As December progresses, the most familiar rhymes of the season start popping out everywhere: radio waves and shopping malls are filled with the strains of carols, mailboxes are flooded with cards full of short Christmas poems, and “’Twas The Night Before Christmas” is read out loud in homes across the world. The topics of these Christmas songs and poems are many and varied and frequently star less-than-human protagonists, but what with “Frosty the Snowman” and “Rudolph the Red-Nosed Reindeer,” comparatively little stage time is given to the animals present at the Nativity of Christ.
Perhaps the most famous poem starring the Christmas animals is the old French carol entitled “The Friendly Beasts,” (circa 12th century; English trans. by Robert Davis, 1934) which focuses on the humble contributions of the stable animals assumed present at the birth of Christ. It is sung from the perspective of the donkey who lovingly carried Mary on her long journey to Bethlehem, the cow who donated the manger in which Christ lay, the sheep who gave up his wool for the swaddling clothes, and the dove who gently sang the Christ child to sleep on the night of his birth. Each verse begins with the refrain “’I’, said the donkey, shaggy and brown” or “’I’, said the sheep with the curly horn”, and the carol’s last verse runs as follows:
Thus every beast by some glad spell,
In the stable dark was glad to tell
Of the gift he gave Emmanuel.
The gift he gave Emmanuel.
In his poem “The Nativity”, C.S. Lewis reflects on the same aspect of the Christmas story. His treatment, however, takes the basic concept of the French carol and turns it on its head; rather than anthropomorphizing the beasts by giving them a ‘glad spell’ which allows them to participate in the human spirit of Christmas generosity, he inverts the familiar sentiment and wishes that he was able to respond to Christ’s presence with the virtues which symbolically belong to these same animals:
Among the oxen (like an ox I’m slow)
I see a glory in the stable grow
Which, with the ox’s dullness might at length
Give me an ox’s strength.
Among the asses (stubborn I as they)
I see my Saviour where I looked for hay;
So may my beastlike folly learn at least
The patience of a beast.
Among the sheep (I like a sheep have strayed)

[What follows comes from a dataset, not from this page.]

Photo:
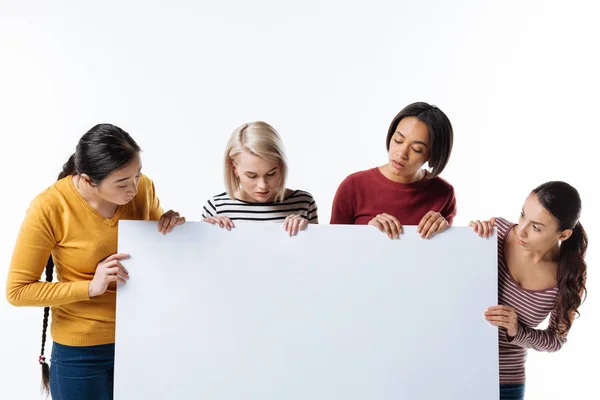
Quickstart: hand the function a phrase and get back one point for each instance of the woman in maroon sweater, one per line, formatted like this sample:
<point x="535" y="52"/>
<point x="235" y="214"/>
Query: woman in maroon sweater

I watch the manger where my Lord is laid;
Oh that my baa-ing nature would win thence
Some woolly innocence!
Lewis paints a portrait in which the power of Christmas begins in the Christ child, a ‘glory in the stable’ that is perceived through the lens of the animals. He watches from their perspective, ‘among the asses’ who find a child where they sought hay, and hopes to receive from that very child the grace to become like unto those who wait so patiently when they find their plates otherwise occupied.
The direction of Lewis’ poetic motion is in stark contrast to that of the French carol, in which the gift is to the Christ-child, given with human intentions in the mode of a donkey, and, in many ways, “The Nativity” seems to capture better the spirit of the season. At Christmas, we long to receive the grace that enters into the world through the humblest objects around us; it is not the gifts that we can give, but rather the gifts we are given, which truly make Christmas a holy day.